Turismo y consecuencias

Las cosas nunca son tan simples como los esquemas mentales construidos para analizarlas nos suelen mostrar. Hace tiempo que descubrimos que el turismo es un gran invento, como contaba aquella película costumbrista española de los 60. Pero es posible que todavía no se haya generado una conciencia de la complejidad del desarrollo turístico, más allá de la consideración del sector como la punta de lanza de una prosperidad económica fabulosa de la que disfruta todo país que apuesta por competir en este mercado. La demanda de turismo es vista siempre como una oportunidad para atraer a un territorio la riqueza de quienes gastan aquí o allá la creciente porción de su renta dedicada al ocio. Los receptores de turismo orientan su economía hacia el objetivo de mostrar una imagen de excelencia para escalar así puestos en el ranking de visitantes. Países que dependen en alguna medida del turismo consideran a esta actividad su gallina de los huevos de oro. Pero una visión simplista de este sector puede hacer olvidar que el turismo no es sólo trasiego de personas e intercambio de servicios.

El turismo ha optado de manera mayoritaria por un modelo de masas. Y, por tanto, las actividades turísticas tienen consecuencias de un mayor calado. Ha quedado lejos el antecedente romántico de este fenómeno: los viajeros del siglo XIX que buscaban el lado exótico de las tierras que nunca antes habían pisado. Ahora el turismo tiene mucho de lo contrario: ofertas de ocio clonadas a lo largo del planeta, que permiten la elección al menor coste del mismo modelo de vacaciones consistente en sol y playa en un enclave masificado. Luego es evidente que el turismo tiene consecuencias, unas positivas y otras negativas. La costa es el recurso natural más demandado: la consecuencia principal de este desarrollo es la urbanización. El impacto sobre la conservación de las playas y la calidad de las aguas es importante. Del mismo modo, en cada país podemos diferenciar etapas en la colonización de la costa: zonas donde primó un turismo intensivo frente a otras en que se ha planificado un desarrollo lento. En este aspecto influyen las infraestructuras que el sector público construye de forma paralela al proceso urbanizador.

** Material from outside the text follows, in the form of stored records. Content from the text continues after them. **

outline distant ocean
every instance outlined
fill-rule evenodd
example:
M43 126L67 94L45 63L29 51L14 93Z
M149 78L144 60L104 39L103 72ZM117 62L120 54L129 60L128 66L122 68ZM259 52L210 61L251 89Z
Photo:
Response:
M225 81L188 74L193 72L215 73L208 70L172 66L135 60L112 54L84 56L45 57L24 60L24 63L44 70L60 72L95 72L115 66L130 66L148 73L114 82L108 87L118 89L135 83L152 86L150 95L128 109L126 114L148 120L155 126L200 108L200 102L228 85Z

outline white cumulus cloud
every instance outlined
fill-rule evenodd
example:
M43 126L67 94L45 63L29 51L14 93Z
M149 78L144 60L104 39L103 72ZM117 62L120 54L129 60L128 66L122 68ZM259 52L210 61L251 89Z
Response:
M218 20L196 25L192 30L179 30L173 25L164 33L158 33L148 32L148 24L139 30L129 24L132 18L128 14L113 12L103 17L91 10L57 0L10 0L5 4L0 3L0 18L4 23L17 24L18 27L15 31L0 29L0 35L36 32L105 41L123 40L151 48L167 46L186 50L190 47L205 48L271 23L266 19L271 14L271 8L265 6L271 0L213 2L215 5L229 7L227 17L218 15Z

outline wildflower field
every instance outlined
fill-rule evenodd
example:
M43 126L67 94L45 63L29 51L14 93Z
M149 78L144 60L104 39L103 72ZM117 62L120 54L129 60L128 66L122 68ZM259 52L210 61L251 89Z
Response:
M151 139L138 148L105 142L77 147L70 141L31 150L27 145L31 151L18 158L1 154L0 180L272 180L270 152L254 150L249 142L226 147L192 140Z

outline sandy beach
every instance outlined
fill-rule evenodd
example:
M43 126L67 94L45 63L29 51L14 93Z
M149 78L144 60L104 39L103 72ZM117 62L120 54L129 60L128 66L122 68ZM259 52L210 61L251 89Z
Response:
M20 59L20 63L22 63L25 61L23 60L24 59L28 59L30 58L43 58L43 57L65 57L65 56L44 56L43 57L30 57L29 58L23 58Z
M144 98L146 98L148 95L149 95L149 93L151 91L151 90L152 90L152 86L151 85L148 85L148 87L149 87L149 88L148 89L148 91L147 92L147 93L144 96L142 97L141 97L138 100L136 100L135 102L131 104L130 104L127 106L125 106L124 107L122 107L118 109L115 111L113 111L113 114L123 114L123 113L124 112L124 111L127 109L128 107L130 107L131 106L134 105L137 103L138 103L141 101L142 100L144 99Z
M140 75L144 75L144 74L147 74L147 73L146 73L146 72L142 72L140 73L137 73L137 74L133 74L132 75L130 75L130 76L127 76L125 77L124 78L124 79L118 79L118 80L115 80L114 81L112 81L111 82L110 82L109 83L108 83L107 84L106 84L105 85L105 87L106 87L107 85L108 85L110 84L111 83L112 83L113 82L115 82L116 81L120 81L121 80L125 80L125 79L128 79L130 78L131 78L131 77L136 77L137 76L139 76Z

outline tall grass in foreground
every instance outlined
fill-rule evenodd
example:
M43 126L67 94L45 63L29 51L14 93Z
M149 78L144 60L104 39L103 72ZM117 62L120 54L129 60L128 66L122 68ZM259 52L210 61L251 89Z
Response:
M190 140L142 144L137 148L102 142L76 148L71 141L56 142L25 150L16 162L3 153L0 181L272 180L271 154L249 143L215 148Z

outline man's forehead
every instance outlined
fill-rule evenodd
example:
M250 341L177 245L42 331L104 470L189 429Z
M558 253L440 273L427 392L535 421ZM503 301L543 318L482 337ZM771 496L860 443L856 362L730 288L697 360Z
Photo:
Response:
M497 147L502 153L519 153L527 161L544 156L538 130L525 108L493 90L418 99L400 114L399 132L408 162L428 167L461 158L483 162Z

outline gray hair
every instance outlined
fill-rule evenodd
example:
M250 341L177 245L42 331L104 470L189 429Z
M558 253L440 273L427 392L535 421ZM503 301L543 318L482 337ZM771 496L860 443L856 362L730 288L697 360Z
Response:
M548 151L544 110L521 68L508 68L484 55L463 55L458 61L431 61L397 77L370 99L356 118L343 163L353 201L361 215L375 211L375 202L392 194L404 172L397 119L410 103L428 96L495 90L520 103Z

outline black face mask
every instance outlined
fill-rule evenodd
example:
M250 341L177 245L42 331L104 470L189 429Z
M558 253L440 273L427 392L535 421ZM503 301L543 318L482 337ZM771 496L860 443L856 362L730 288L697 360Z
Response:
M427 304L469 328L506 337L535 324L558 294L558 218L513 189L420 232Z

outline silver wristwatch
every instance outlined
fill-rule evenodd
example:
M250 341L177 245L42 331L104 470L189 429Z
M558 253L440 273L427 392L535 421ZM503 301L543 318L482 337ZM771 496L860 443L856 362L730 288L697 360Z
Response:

Otra consecuencia sobre la dotación de servicios: la concentración en el espacio y en el tiempo requiere servicios sanitarios y de orden público, entre otros. Una zona turística tiene que planificar, además, las necesidades de agua y energía. Colocar a un territorio en el circuito de los touroperadores significa atraer inversiones, con efectos en el empleo y la llegada de población. El principal sector afectado: la construcción, sobre todo cuando se opta por el turismo residencial. La dinámica del turismo convierte a actividades como la artesanía, los espectáculos y la gastronomía en el centro de la oferta con marcado carácter cultural que compite por medio de la diferenciación. Igualmente, el turismo es el gran difusor de pautas culturales a lo largo del mundo: la aldea global se hace más pequeña y más parecida conforme se extiende la revolución de los transportes. El medio ambiente, los recursos, la implicación del sector público, las actividades especializadas; casi nada es ajeno al complejo fenómeno turístico. Sus consecuencias deben ser consideradas para evitar la idealización del turismo como vía fácil de crecimiento económico.